The family at the story’s center are the Nelsons. They live a seemingly idyllic life in a pool blue midcentury home. A typical nuclear family, there’s Harry (Phil Johnson), Mary (Katie Karel), 12-year-old June (Elena Bertacchi), and 10-year-old Bobby (Eben Rosenzweig). As the characters appear on stage for the first time, everything reads like a sitcom… so much, in fact, that it wouldn’t be out of place to experience a laugh track. June, dressed in a blue frock with white trim, sings to a stuffed puppy. Her brother returns from school wearing a tucked plaid shirt and toting a 1930s-era book strap.

The family looks on as June screams.
Cast of gUnTOPIA. Photo credit: Darren Scott.

What sets this family, this time, and this play apart from others, however, is that the society in which it takes place has been reimagined with guns as a key part of the fabric of everyday life. In fact, in the Nelsons’ world, everyone carries and everyone shoots, both in the family and surrounding community, including Detective Rheingold (Walter Murray), neighbor Ed (also Murray), and school counselor Consuela (Veronica Burgess). Shots are fired in the market over butternut squash, bullying kids make their classmates “dance” in the school hallways, a long-time friend takes a round to the rear for crossing the property line, and a threat-assessing automatic weapon becomes a decorative living room fixture. And, as if this isn’t enough cognitive dissonance, it isn’t long before the unthinkable happens - daughter June becomes the recipient of a “clean kill” shot - and the family expresses brief regret, then coolly arranges pick-up of her body by local authorities, focusing less on their loss and more on their admiration for the officer’s sidearm.

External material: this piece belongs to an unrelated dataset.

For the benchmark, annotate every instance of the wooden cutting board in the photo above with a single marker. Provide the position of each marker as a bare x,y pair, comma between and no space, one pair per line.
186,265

After all, according to the program notes, that is the point of the show: to highlight an increasing emotional immunity to gun violence. And, while the opening scene does just that, unfortunately, the script struggles to maintain a sense of thematic continuity throughout. The various overlapping motifs are dense and inconsistent, and the play would benefit from significant workshopping to tease the primary premise out of its pages. Perhaps there is too much that is familiar in this staging to be able to navigate that density: there are 1930s props juxtaposed with cell phones that can receive photo texts and camouflage bulletproof vests. There are elements of literary fantasy, other components that read like 1950s sitcoms, the mystery of why a child won’t speak and who her friend is, and heavy-handed near-sexual assault paired with the threat of bodily harm without compliance.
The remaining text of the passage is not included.